Major social media and tech giants expanded their lobbying operations on Capitol Hill during the first quarter of 2025 and are exerting massive efforts to shape lawmakers’ legislative agendas as the new Congress begins.
A new Issue One analysis of recently filed federal lobbying reports reveals that Big Tech, including Meta (the parent company of Facebook and Instagram), Alphabet (the parent company of Google and YouTube), Microsoft, ByteDance (the parent company of TikTok), X (formerly known as Twitter), and Snap (the parent company of Snapchat) collectively pumped more than $17.5 million into lobbying during the first three months of 2025 alone, more than the amount the same companies spent together on lobbying during the same time period in 2024.

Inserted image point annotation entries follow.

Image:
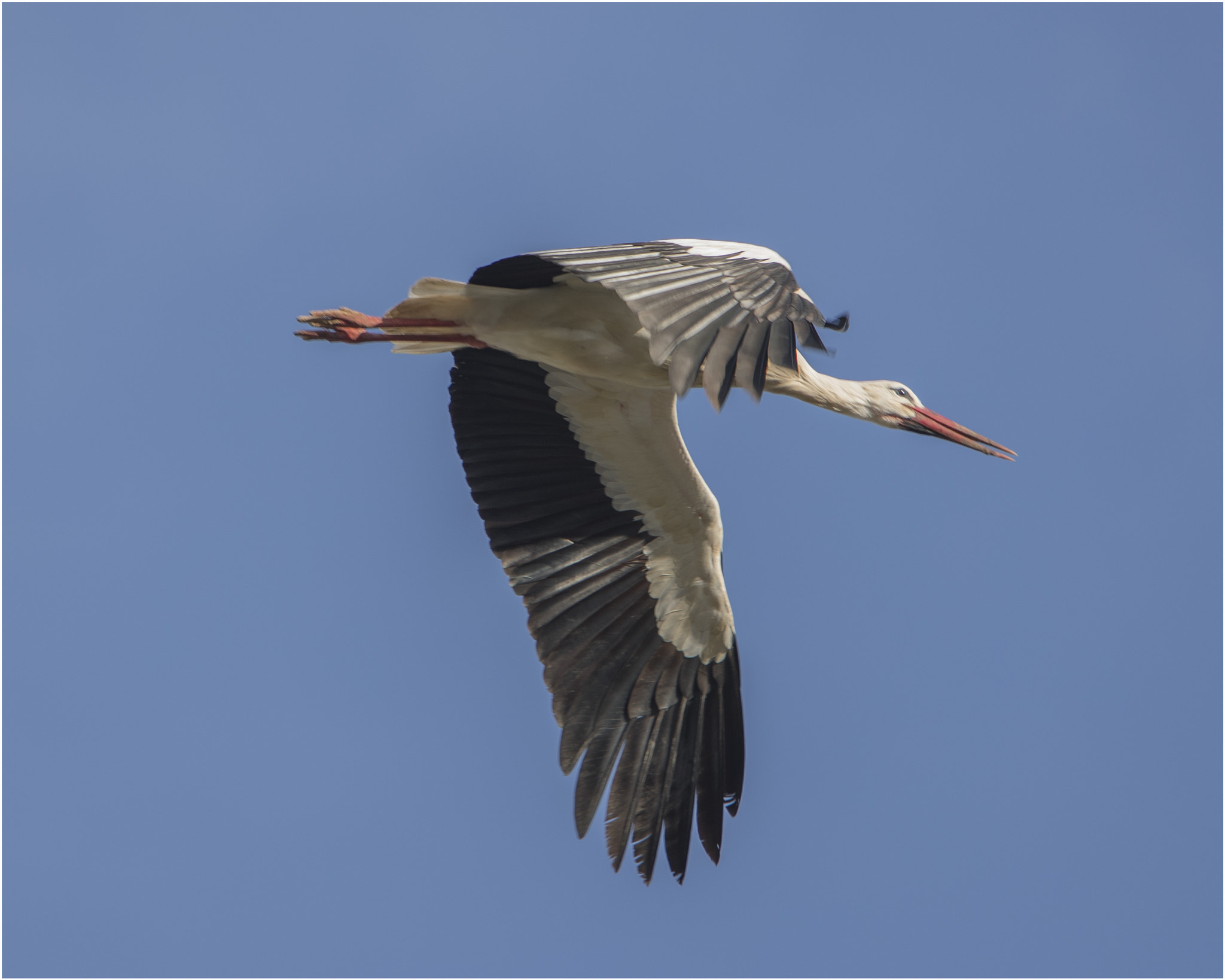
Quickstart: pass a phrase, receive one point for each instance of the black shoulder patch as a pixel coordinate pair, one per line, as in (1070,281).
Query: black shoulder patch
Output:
(517,272)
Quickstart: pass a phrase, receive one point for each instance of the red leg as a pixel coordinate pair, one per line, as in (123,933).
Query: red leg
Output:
(351,327)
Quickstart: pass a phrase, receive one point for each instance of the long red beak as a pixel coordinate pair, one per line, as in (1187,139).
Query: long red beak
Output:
(930,424)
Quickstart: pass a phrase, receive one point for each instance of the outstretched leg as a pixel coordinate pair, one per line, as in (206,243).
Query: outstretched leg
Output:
(351,327)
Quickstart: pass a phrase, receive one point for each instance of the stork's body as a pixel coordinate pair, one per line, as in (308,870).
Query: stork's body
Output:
(568,369)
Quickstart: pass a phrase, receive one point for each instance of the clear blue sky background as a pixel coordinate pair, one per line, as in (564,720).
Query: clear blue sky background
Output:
(271,708)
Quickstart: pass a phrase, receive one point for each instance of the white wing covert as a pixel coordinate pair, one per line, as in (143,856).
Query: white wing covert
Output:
(721,308)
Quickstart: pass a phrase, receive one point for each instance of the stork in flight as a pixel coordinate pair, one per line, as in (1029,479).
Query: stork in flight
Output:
(568,364)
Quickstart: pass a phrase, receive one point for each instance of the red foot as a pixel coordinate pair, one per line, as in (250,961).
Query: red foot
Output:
(351,327)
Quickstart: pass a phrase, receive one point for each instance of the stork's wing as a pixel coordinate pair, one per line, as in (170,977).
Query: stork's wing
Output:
(626,699)
(720,306)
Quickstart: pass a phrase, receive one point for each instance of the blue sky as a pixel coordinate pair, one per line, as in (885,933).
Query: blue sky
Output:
(270,706)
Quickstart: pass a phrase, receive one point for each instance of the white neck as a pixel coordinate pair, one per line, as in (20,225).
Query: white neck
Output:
(834,394)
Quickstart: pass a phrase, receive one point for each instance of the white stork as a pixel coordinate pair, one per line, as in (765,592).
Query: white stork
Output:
(568,364)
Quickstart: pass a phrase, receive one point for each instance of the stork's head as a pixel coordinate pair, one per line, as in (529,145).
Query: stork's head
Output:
(895,406)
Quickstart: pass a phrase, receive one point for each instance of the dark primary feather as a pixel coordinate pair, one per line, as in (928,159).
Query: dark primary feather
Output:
(666,728)
(729,315)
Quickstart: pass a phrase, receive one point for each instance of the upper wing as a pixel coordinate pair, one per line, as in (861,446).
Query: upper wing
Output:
(720,306)
(595,568)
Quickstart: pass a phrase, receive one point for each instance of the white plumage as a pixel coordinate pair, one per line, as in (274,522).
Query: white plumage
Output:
(568,368)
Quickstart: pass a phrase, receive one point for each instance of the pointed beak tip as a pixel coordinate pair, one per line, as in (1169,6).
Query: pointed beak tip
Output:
(937,425)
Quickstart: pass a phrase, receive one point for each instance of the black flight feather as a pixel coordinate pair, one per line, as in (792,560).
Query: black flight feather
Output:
(665,728)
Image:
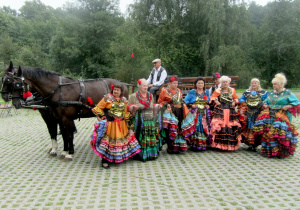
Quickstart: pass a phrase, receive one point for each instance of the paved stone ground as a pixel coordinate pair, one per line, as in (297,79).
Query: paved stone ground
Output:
(32,179)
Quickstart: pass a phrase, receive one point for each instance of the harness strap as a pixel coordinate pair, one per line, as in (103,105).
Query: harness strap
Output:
(82,95)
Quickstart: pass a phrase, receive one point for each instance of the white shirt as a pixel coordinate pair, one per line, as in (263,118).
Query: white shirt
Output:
(210,89)
(163,76)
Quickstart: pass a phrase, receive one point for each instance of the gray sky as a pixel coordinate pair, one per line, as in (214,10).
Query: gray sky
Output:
(17,4)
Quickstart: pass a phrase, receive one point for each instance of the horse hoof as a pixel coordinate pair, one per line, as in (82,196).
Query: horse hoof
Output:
(68,157)
(49,150)
(53,152)
(63,154)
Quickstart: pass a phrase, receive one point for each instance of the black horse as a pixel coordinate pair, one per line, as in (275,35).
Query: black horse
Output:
(11,86)
(67,98)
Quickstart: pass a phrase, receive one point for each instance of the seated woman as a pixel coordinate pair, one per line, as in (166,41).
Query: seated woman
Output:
(225,127)
(274,124)
(177,120)
(249,107)
(112,141)
(141,104)
(197,101)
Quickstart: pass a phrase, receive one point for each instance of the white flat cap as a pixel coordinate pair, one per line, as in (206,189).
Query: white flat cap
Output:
(157,60)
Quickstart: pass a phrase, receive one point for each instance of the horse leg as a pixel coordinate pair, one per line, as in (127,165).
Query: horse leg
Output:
(68,135)
(63,133)
(51,123)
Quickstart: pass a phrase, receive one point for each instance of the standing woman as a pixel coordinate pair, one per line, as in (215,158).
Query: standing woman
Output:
(141,104)
(225,127)
(197,100)
(278,135)
(112,141)
(249,107)
(177,120)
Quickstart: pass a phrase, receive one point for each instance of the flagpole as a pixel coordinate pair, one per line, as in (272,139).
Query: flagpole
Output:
(132,56)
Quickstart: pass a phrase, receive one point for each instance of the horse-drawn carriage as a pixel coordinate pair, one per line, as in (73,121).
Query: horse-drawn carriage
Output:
(61,100)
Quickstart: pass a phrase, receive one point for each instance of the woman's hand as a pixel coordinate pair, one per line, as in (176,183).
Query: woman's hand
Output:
(135,107)
(217,103)
(265,106)
(287,107)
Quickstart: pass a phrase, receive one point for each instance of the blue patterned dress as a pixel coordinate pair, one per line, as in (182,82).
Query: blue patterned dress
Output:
(200,138)
(274,125)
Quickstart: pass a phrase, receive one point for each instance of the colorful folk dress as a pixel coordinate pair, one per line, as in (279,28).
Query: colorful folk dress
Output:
(111,138)
(225,127)
(178,122)
(274,125)
(145,126)
(201,138)
(249,108)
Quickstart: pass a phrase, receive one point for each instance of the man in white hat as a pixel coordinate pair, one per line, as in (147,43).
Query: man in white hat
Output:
(156,77)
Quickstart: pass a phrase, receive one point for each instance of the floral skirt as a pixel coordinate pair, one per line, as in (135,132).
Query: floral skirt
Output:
(177,139)
(113,149)
(225,129)
(278,135)
(148,140)
(247,121)
(200,139)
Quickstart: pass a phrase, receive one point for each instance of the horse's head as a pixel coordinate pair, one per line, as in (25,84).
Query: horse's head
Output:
(18,88)
(7,81)
(13,85)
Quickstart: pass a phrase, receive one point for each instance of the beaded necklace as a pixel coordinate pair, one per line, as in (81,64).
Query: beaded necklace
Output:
(146,102)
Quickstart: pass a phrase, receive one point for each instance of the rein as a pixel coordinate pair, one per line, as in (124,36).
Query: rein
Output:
(44,101)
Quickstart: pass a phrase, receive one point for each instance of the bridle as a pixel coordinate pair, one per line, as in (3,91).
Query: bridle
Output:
(13,84)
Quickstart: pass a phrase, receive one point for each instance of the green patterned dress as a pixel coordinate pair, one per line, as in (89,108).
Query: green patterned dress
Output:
(145,126)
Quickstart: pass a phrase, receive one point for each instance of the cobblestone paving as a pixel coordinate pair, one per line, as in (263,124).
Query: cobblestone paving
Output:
(32,179)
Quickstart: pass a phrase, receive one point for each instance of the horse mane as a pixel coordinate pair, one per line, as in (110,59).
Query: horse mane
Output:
(38,73)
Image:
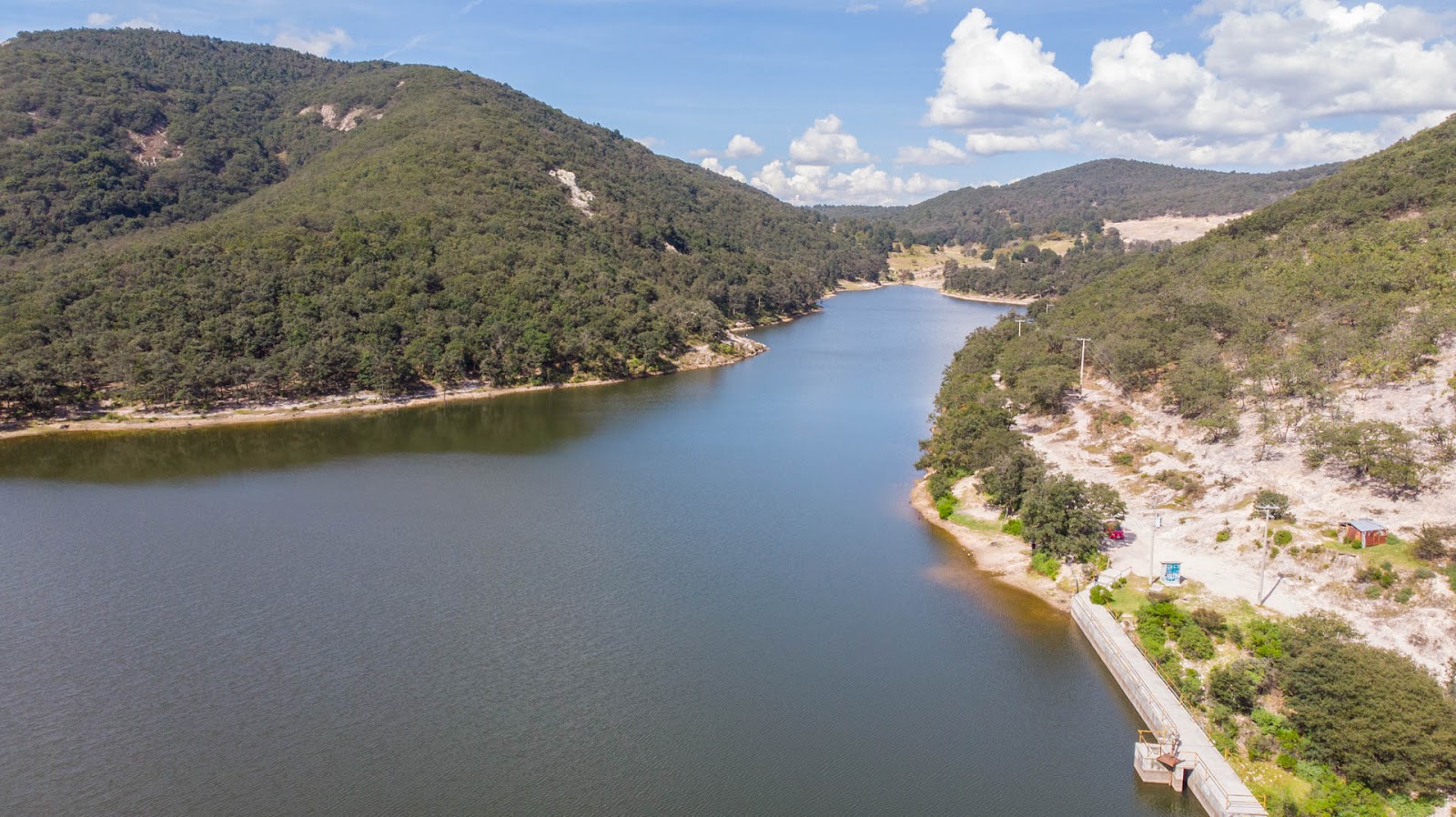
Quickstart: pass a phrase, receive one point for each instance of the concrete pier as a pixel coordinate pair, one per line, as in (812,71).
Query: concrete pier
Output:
(1174,751)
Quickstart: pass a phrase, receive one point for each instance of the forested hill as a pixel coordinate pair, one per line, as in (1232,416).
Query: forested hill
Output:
(1349,281)
(186,220)
(1081,197)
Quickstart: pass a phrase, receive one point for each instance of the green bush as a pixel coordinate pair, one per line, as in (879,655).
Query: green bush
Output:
(1210,620)
(1372,715)
(1194,642)
(1274,499)
(1191,686)
(1237,686)
(1046,564)
(1266,640)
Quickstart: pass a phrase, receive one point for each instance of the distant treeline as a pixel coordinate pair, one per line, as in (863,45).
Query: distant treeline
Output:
(267,255)
(1079,200)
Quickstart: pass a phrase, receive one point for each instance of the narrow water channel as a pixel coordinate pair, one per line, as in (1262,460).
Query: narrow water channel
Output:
(691,594)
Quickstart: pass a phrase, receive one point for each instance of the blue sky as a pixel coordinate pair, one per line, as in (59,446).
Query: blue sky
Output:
(895,101)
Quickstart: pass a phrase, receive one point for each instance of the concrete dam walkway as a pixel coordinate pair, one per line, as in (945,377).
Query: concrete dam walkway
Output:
(1176,751)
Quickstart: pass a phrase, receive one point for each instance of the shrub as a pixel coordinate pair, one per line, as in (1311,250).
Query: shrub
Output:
(1237,686)
(1191,686)
(1194,642)
(1266,640)
(1046,564)
(1382,576)
(1431,542)
(1373,715)
(1210,620)
(1280,503)
(1380,452)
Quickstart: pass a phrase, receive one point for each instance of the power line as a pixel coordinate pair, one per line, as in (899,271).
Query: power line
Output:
(1269,511)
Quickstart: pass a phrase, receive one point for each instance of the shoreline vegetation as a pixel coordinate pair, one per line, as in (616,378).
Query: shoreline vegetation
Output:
(138,419)
(1001,557)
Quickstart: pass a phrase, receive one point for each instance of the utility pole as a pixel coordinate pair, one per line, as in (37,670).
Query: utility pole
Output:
(1269,513)
(1082,373)
(1152,550)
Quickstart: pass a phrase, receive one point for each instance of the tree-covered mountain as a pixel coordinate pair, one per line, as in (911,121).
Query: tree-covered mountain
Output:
(1079,198)
(193,220)
(1349,280)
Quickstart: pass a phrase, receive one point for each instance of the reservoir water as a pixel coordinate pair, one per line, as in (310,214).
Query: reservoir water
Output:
(691,594)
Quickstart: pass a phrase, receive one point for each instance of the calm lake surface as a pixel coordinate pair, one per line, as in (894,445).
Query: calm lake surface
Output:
(692,594)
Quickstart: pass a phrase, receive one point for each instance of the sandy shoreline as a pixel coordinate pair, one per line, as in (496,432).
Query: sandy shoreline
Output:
(359,402)
(1002,557)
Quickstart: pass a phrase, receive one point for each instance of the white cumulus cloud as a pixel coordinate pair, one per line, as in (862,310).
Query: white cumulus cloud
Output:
(935,152)
(743,147)
(815,184)
(319,43)
(826,145)
(990,79)
(717,166)
(1280,82)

“With the arrival of the new Congress, Big Tech companies are continuing to spend tens of millions of dollars to lobby lawmakers and dominate technology policy conversations on data privacy, kids’ online safety, and other issues,” said Issue One Vice President of Advocacy Alix Fraser.
He continued: “Big Tech companies have used their immense power to put profit above all else, showing their willingness to hurt vulnerable children and teenagers, fuel an unprecedented youth mental health crisis, and in the words of Meta whistleblower Sarah Wynn-Williams, work ‘hand in glove’ with the Chinese Communist Party to censor its critics and share Americans’ sensitive data with the Chinese government. Massive lobbying allows Big Tech to have a seat at the table from the start and essentially draft the legislation that is supposed to create safeguards against their products’ worst harms. Congress must pass commonsense guardrails to rein in the influence that tech titans’ money has in Washington.”
New records show that Meta alone spent a record $8 million on lobbying in the first quarter of 2025. This is the most the company has spent on lobbying in any single quarter since it first began lobbying in 2009, and is about 5% more than what it spent on lobbying efforts during the first quarter of 2024. So far this year, Meta has employed 85 lobbyists — one for every six members of Congress.
Meanwhile, ByteDance (the parent company of TikTok) spent $2.83 million on lobbying during the first quarter of 2025. This is a 6% increase from what it spent on lobbying during the first quarter of 2024. So far this year, ByteDance and its subsidiary TikTok have hired 43 lobbyists — one for every 12 members of Congress.